La conjura de los necios

Aitor Riveiro

El pasado lunes dejé escritas mis dudas sobre la existencia real de los madrileños, o de nuestra idiotez, a cuenta de las encuestas que dan al PP una victoria abrumadora en las elecciones que se celebrarán el próximo domingo. Por mor de unas bien merecidas vacaciones en unas preciosas playas del sur peninsular no pude contestar a las críticas de los coblogueros, que no compartían mis impresiones acerca de la memez de los madrileños. Como mi ego es mío, contesto hoy.

De camino a esas merecidísimas vacaciones pasé dos veces (una de ida y otra de vuelta, que parar no paré) por Murcia. Yo pensaba que Madrid tenía asegurado el número uno en el ranking de grúas por metro cuadrado. Pero, oh error, nuestra otrora maravillosa huerta murciana es hoy un bosque de armatostes mecánicos concebidos para el maravilloso arte de la construcción y seguro que ha desbancado a la capital en la cabeza de la clasificación. Hace mucho que no paso por la Comunidad Valenciana, y no conozco Baleares, pero cuentan las crónicas que ambas regiones pujan seriamente por conseguir el liderato en tan magna competición.

¿Qué tienen en común las cuatro comunidades nombradas? Con la excepción de las islas mediterráneas todo hace pensar que el PP no sólo va a revalidar los gobiernos locales y autonómicos en dichas regiones, sino que van a aumentar considerablemente su porcentaje de votos y el número de escaños y concejales. Lo de Baleares está por ver.

He de suponer que los millones de votantes del partido de Esperanza Aguirre, Camps, Valcárcel, Matas, Gallardón, Barberá y compañía ven lo mismo que veo yo: una economía basada en el cemento, una retahíla de amiguismos y favoritismos dignas de la España de los 90, una corrupción más propia del Caspio que del Mare Nostrum, una desconsideración absoluta hacia el desarrollo sostenible, el descuido de los servicios básicos: educación, sanidad, transportes,…

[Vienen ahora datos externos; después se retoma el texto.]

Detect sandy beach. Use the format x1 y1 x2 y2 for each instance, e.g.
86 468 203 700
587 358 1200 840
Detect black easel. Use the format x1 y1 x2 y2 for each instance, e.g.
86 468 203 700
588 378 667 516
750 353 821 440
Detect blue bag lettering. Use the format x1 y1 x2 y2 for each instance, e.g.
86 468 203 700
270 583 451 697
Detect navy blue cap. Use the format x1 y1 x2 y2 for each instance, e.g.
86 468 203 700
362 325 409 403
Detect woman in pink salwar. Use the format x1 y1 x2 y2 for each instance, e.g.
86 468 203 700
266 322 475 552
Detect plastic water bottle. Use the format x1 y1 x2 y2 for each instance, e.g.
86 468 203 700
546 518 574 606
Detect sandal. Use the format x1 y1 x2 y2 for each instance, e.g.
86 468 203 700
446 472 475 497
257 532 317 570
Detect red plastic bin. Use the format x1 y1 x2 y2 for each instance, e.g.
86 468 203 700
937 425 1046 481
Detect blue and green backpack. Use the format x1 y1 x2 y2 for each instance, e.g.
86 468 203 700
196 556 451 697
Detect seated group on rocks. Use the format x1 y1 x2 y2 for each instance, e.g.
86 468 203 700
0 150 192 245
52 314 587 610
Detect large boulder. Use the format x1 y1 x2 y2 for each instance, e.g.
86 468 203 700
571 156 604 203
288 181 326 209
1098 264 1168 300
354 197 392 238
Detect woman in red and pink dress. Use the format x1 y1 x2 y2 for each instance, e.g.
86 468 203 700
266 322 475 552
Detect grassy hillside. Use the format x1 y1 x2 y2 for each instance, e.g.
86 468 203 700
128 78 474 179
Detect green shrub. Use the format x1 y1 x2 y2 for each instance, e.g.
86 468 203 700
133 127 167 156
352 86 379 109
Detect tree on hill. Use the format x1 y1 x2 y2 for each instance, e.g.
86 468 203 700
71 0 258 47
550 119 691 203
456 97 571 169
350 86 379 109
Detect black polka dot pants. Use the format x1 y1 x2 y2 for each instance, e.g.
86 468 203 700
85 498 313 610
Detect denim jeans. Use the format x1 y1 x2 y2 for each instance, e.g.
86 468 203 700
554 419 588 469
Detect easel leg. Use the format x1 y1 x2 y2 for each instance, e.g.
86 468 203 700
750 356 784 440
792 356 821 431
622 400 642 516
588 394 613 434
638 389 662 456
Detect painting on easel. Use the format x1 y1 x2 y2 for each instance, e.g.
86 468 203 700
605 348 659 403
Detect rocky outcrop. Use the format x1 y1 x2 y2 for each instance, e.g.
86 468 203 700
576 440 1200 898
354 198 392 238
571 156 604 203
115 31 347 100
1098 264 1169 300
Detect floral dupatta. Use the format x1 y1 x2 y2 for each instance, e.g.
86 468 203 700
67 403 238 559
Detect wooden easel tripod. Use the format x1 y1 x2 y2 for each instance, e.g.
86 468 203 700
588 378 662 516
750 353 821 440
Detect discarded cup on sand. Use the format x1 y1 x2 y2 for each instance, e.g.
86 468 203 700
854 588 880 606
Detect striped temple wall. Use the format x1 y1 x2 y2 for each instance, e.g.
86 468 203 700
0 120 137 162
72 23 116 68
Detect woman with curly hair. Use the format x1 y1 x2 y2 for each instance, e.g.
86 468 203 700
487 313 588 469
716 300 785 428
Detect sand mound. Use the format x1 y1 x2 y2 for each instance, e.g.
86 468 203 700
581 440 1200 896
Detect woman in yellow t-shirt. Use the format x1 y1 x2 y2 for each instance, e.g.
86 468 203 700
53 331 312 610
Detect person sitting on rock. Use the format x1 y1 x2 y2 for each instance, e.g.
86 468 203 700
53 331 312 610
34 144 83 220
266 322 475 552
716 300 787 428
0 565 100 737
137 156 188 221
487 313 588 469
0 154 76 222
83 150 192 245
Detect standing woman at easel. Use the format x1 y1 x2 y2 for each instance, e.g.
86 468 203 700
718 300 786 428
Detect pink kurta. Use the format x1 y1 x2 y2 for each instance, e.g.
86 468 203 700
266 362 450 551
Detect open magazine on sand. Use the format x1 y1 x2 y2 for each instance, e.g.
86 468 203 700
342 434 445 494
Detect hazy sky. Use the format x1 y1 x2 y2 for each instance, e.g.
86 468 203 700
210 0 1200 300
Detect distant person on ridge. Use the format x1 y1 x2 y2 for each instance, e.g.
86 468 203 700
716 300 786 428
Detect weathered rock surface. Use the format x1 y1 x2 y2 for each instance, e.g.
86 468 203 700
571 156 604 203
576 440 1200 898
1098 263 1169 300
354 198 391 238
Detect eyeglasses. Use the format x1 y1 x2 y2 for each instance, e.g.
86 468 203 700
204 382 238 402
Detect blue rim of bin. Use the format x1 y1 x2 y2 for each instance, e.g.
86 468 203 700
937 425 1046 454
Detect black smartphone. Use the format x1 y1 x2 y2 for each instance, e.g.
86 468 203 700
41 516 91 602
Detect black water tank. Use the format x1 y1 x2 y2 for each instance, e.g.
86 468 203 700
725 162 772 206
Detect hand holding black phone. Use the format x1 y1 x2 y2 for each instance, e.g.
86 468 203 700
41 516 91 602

Por tanto, si todos vemos lo mismo, ¿qué lleva a millones de españoles a confiar su voto a los mismos que están jugando con el futuro de sus comunidades autónomas y ciudades? Se me ocurren varias opciones.

1º Todos participan en el reparto del pastel. Quizá yo y mis conocidos seamos los únicos madrileños que no estamos pillando nada del descontrolado mercado inmobiliario de la Región. Pero puede que Gallardón y Aguirre estén redistribuyendo la riqueza que genera el soterramiento de la M-30, la construcción de hospitales en eriales alejados de todo núcleo urbano, la expansión del metro hacia futuros emplazamientos que ni siquiera se han comenzado a construir, la recalificación de la sierra de Guadarrama, el despilfarro de agua en las instalaciones deportivas públicas (esto se merece otro artículo aparte, todo se andará), la construcción de más y más autovías con peajes encubiertos que pagamos los contribuyentes, … Si es así, entiendo que la gente no es idiota, sino egoísta, que casi es peor, porque implica maldad.

2º La mayoría considera buenas las políticas de estos gobernantes. Es harto posible que yo esté equivocado y, en realidad, las políticas desarrolladas por el PP en los lugares antes mencionados sean las correctas. Es muy probable que sea mejor construir más y más líneas de metro que discurran paralelas a las líneas de cercanías en lugar de potenciar éstas. También pudiera ser que gastarse más de un billón de las antiguas pesetas en soterrar parte de la M-30 en lugar de apostar por la gratuidad de un transporte público de calidad sea lo más apropiado. No digo que no sea menester construir hospitales con dinero público para otorgar luego su gestión a empresas con un currículo tan prestigioso en lo que a salud pública se refiere como El corte inglés o ACS. Entonces el idiota soy yo, por no enterarme de nada. Who knows.

3º Soy Ignatius J. Reilly en ‘La conjura de los necios’ y todo esto no es más que un compló de la Diosa Fortuna que me tiene manía. Iré escribiendo mi obra maestra en este nuestro blog (no tengo acceso a los cuadernos ‘Gran Jefe’ del gran Ignatius) hasta darme cuenta de lo equivocado que estaba. Aunque para entonces, viviré en Cementolandia, capital de Ex-paña.

Cada uno que saque sus conclusiones, pero no puedo evitar pensar que vivo rodeado de estulticia, en un país que prima la mercadotecnia, la imagen, la oratoria por encima de las acciones y la realidad. Pero, reitero, no descarto que el idiota sea yo.